Whom Can we Trust? How Groups, Networks and Institutions Make Trust Possible

2009
Author(s)
Margaret Levi
Russell Hardin
Publisher
New York: Russell Sage Foundation Publications
	Whom Can we Trust? How Groups, Networks and Institutions Make Trust Possible

From interpersonal and intergroup relations to large-scale organizations, Whom Can We Trust? uses empirical research to show that the need for trust and trustworthiness as prerequisites to cooperation varies widely. Part I addresses the sources of group-based trust. One chapter focuses on the assumption—versus the reality—of trust among coethnics in Uganda. Another examines the effects of social-network position on trust and trustworthiness in urban Ghana and rural Kenya.

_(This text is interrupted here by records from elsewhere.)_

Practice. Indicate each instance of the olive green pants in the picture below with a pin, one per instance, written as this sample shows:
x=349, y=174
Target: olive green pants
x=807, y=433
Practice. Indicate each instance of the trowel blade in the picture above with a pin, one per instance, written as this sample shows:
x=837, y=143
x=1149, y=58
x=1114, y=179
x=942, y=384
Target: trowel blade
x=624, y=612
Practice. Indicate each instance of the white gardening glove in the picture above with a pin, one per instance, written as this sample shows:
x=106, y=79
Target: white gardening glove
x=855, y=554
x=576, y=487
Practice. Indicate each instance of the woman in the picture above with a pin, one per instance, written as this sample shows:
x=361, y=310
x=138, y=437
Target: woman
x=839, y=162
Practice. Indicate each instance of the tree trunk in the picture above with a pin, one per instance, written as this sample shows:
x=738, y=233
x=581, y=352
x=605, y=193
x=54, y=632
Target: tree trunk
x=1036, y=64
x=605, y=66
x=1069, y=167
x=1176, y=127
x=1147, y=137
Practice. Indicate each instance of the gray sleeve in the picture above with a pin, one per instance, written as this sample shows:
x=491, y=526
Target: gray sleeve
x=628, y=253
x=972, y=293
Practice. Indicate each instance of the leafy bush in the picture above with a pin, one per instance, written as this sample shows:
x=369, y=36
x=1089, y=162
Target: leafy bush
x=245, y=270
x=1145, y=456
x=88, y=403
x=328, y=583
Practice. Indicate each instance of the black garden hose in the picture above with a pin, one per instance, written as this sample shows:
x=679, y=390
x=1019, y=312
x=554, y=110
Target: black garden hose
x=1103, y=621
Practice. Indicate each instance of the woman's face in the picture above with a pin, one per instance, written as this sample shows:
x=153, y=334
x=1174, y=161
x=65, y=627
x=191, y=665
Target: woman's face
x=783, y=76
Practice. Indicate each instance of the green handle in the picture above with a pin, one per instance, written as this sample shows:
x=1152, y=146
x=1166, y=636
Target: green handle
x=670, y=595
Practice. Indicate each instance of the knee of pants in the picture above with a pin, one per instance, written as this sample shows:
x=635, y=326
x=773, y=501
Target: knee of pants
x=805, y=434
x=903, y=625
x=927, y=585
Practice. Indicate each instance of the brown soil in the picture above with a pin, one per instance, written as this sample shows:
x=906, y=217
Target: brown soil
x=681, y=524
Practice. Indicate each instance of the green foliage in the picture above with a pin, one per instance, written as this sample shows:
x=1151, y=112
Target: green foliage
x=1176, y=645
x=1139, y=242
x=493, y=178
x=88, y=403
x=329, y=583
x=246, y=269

And a third demonstrates how cooperation evolves in groups where reciprocity is the social norm. Part II asks whether there is a causal relationship between institutions and feelings of trust in individuals. What does—and doesn’t—promote trust between doctors and patients in a managed-care setting? How do poverty and mistrust figure into the relations between inner city residents and their local leaders? Part III reveals how institutions and networks create environments for trust and cooperation. Chapters in this section look at trust as credit-worthiness and the history of borrowing and lending in the Anglo-American commercial world; the influence of the perceived legitimacy of local courts in the Philippines on the trust relations between citizens and the government; and the key role of skepticism, not necessarily trust, in a well-developed democratic society.